When you begin to focus on growth, ensure that your business is flexible and ready to grow. Things will break along the way, sure, but if you stick to the plan, you’ll be able to meet your business’s growth demands and come out on the other side bigger and badder than ever.

Of course, planning ahead for increases in capacity is literally the act of creating sustainable growth. If you focus on the the customer and then ensure you have the capacity to meet their demands, you’ll be growing in no time.

3. Ensure You’re Cross-Selling

One of the largest issues with growth hacking is that people thirsty for growth often look for new customers and new revenue streams. However, this isn’t an efficient way to grow.

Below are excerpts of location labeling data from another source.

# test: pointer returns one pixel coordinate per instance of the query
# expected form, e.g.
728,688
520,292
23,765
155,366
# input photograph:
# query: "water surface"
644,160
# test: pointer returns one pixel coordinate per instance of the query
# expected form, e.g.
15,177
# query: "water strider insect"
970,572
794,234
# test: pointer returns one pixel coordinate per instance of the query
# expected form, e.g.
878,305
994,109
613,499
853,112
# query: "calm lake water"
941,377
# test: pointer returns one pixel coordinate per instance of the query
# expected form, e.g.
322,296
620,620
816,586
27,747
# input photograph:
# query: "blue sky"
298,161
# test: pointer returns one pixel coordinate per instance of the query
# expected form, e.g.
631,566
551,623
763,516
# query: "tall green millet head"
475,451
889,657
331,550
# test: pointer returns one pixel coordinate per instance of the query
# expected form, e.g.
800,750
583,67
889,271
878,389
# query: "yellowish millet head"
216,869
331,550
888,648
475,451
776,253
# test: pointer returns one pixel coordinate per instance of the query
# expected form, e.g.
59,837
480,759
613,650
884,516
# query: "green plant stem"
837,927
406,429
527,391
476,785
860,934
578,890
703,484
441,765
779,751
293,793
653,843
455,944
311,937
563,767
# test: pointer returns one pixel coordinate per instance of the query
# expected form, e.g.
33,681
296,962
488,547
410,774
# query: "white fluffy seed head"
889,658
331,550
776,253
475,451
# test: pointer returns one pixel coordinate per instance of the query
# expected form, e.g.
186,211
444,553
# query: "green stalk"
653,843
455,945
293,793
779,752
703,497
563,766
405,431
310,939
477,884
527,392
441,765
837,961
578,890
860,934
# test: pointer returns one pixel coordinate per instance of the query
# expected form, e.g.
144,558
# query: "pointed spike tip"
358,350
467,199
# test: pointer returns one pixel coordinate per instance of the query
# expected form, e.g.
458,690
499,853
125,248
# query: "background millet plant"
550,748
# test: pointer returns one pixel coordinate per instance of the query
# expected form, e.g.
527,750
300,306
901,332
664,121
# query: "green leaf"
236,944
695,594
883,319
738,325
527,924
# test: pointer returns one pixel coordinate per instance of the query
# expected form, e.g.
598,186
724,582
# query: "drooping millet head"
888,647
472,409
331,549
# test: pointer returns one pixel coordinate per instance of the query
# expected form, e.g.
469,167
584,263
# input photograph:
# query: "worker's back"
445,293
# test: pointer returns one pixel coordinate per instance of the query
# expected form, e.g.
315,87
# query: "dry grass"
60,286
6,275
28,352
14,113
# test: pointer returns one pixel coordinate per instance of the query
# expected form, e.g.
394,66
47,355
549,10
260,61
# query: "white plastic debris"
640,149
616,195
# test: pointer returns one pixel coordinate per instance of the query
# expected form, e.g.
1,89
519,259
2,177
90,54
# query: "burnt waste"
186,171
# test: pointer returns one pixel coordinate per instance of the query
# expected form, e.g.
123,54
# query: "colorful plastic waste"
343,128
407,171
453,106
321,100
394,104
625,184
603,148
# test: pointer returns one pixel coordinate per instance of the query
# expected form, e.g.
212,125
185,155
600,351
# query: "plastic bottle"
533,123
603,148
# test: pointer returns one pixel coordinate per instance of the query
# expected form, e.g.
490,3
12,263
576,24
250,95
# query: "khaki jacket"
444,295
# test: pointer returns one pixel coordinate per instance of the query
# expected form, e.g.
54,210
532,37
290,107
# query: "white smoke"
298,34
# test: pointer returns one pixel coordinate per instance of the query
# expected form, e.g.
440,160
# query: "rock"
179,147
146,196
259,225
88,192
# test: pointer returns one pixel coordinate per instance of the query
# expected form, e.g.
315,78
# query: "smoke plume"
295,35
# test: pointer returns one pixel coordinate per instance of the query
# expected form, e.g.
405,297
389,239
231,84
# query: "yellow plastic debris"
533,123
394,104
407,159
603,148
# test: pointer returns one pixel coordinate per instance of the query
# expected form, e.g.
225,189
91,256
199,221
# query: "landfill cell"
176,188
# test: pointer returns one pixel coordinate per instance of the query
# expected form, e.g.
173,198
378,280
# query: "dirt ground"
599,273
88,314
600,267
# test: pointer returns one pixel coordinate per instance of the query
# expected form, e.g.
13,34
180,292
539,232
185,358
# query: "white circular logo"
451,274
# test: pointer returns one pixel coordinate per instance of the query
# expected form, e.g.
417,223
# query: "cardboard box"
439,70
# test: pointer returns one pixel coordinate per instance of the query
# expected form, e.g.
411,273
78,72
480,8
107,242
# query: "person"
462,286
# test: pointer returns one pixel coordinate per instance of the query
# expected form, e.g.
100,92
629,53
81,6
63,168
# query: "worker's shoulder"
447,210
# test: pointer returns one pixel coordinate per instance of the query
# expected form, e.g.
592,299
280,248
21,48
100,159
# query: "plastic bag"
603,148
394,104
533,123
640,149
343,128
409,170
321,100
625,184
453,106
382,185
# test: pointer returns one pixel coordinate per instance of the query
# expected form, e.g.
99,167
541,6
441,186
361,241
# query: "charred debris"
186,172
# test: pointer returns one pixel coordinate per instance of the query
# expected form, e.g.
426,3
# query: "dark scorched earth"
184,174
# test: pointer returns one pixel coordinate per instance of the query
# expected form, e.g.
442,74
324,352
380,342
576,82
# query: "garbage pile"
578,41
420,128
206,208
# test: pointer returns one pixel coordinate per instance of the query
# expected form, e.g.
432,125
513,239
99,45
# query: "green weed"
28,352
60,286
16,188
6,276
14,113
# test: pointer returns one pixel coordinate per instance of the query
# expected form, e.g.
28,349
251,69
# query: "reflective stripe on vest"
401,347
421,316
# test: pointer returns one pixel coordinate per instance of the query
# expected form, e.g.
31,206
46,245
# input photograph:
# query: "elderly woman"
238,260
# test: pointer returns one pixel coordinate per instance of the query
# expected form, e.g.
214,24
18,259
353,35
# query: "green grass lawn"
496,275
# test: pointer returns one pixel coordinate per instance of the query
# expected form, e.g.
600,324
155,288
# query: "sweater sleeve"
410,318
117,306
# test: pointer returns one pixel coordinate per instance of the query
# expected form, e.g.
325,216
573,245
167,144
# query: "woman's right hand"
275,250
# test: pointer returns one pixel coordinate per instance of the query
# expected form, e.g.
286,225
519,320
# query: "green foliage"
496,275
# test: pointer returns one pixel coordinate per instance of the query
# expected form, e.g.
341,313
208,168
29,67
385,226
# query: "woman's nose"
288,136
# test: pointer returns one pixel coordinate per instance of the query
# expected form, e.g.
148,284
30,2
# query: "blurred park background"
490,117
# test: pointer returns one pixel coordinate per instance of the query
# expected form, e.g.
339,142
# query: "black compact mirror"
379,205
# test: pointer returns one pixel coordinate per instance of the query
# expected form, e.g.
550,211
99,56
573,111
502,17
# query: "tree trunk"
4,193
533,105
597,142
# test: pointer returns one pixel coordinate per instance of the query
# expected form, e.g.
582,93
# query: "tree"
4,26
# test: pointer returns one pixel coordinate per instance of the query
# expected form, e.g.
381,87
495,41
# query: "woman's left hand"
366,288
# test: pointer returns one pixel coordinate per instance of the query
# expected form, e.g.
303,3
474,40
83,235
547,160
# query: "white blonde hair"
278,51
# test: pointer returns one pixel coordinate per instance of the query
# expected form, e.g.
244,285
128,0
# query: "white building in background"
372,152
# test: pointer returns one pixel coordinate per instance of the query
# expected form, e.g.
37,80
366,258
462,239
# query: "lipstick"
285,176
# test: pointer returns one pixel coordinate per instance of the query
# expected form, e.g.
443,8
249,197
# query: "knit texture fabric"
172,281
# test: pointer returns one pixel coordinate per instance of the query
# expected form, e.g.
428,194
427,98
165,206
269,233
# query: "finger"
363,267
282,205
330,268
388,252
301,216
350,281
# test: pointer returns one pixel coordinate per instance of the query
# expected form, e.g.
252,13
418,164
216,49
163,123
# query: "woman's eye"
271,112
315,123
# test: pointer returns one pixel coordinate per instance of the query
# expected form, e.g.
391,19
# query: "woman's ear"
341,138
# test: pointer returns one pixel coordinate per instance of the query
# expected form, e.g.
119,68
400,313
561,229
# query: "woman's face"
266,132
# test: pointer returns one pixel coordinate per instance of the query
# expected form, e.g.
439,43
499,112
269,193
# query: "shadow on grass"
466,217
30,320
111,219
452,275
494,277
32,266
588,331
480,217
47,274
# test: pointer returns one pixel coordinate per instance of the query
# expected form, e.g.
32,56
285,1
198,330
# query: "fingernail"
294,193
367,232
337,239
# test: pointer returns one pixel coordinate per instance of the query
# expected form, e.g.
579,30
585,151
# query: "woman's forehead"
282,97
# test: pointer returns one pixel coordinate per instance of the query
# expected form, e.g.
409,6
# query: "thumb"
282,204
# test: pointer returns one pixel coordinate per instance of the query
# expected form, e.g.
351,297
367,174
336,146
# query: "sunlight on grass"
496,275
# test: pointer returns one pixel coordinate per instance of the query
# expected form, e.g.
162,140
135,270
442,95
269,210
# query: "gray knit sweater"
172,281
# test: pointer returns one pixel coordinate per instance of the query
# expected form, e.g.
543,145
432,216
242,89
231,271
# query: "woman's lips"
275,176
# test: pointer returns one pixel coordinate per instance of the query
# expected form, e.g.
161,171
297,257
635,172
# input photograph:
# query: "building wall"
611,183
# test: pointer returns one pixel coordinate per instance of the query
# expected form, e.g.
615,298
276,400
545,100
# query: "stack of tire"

Remember the statistic about it costing 10x more to find a new customer than to retain an existing one? Well, if you focus on finding new customers to grow, your growth won’t be sustainable.

Instead, you need to focus on cross-selling your existing customers. This includes up-selling, too. If you have a happy customer, why not try to sell them an additional product or service that they might also enjoy?

This model is a win-win, because both the existing customer benefits and the business benefits — and all without onboarding a new customer.

Worried you don’t have anything to cross-sell? Don’t worry about it! Refer to step one and put your customers first. They’ll tell you what they need. All you have to do is provide it for them and watch your company grow.

4. Take Advantage of Partnerships

One of the hardest parts about growing is dealing with the increases in customer acquisition costs. Revenue might be increasing, sure, but if your costs are also increasing, especially if they’re outpacing your revenue growth, then you’re in big trouble.

To help, seek out partnerships when you’re trying to grow. Partnerships are a great, non-growth hacking way to hack growth…if that makes sense.

This is because partnerships, when done correctly, are often sustainable and long-term. The same can’t always be said for growth hacking.

With partnerships, you can share another business’s existing customer base and also help your partner profit. It’s another win-win.

So, if you’re looking for sustainable growth, and if you’ve already serviced and cross-sold your existing customers, seek new customers through strong partnerships. This reduces your cost of acquisition and helps you grow more sustainably.

5. Search for New Lines of Revenue

Okay, it’s finally time to search for new lines of revenue. If you’re looking to grow with sustainability, this should be (one of) your last growth strategies.

We don’t mean to beat a dead horse, but again, it’s 10x more expensive to find new customers. This is why you should always look to grow with your existing customers. Then, once that tap is depleted, seek out partnerships for easier growth.

Once all of these options are exhausted, you can then invest in growth through new customer acquisition. Remember, however, that new customers are often the hardest cohort for sustainable growth. Consumers who know you are more likely to purchase from you long-term.

If you can tap this well of revenue, the possibilities truly are endless.


The bottom line? Growth is good, but sustainable growth is better. When you’re looking to growth hack, make sure that the growth you achieve is long-term growth.

There have already been too many flashes in the startup pan. It’s time we as startup owners, founders, advisors, and executives stop this trend and start focusing on long-term growth. And the best part? It only takes the 5 steps listed above.